Concerning aerosol dynamical and chemical processes, two modules are available to be associated with gas-phase mechanism: AERO0 (EMEP, 2003) and AERO3 (Binkowski and Roselle, 2003).

AERO0 accounts only for primary anthropogenic aerosols (subdivided in fine and coarse fractions) and secondary inorganic aerosols (SO4, NO3 and NH4). Neither secondary organic contribution nor aerosol

dynamic is accounted for. All aerosol species are anyway subjected to dry and wet removal.

In AERO3 the particles size distribution is represented through a lognormal distribution characterized by three modes: the Aitken mode (median diameter < 0.1 μm), the accumulation mode (0.1 μm < median diameter < 2.5 μm) and the coarse mode (median diameter > 2.5 μm). The aerosol dynamics takes into account nucleation, condensation and coagulation processes. The gas/particle mass transfer is implemented by means of ISORROPIA (Fountoukis et al., 2007) and SORGAM (Schell et al., 2001) for secondary inorganic and organic aerosol, respectively.

An upgraded version of AERO3 module was implemented to be used associated with the updated version of SAPRC-99. In this upgraded version also the absorption process of PAHs into aerosol water is considered, following Aulinger et al. (2007) approach.

To simulate the chemical processes involving Mercury in both gas and aqueous phases a chemical mechanism derived from CAMx (Yarwood et al., 2003) is used. The formation of condensable species from the gas-phase and the adsorption of bivalent Mercury on the particles within clouds is also considered according to Seigneur et al. (1998).

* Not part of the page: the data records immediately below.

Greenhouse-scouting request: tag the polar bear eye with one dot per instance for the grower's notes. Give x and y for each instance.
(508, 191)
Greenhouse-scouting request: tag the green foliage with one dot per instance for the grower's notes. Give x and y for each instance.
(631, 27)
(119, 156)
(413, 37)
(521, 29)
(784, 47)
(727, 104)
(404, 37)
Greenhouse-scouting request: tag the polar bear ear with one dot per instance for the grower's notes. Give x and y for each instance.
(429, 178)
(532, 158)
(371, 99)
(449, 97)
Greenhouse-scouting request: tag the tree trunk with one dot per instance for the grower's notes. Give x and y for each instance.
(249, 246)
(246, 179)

Dry depositions are evaluated by means of the well-known resistance model. The diagnostic module SURFPRO provides the velocities scales for each gas and the two AERO0 species (fine and coarse aerosol fractions). Aerosol settling velocities are dynamically computed within the AERO3 module, since they depend on aerosol bin size.

Wet depositions of gases and aerosols are computed according to EMEP model approach, distinguishing between in-cloud and below-cloud removal.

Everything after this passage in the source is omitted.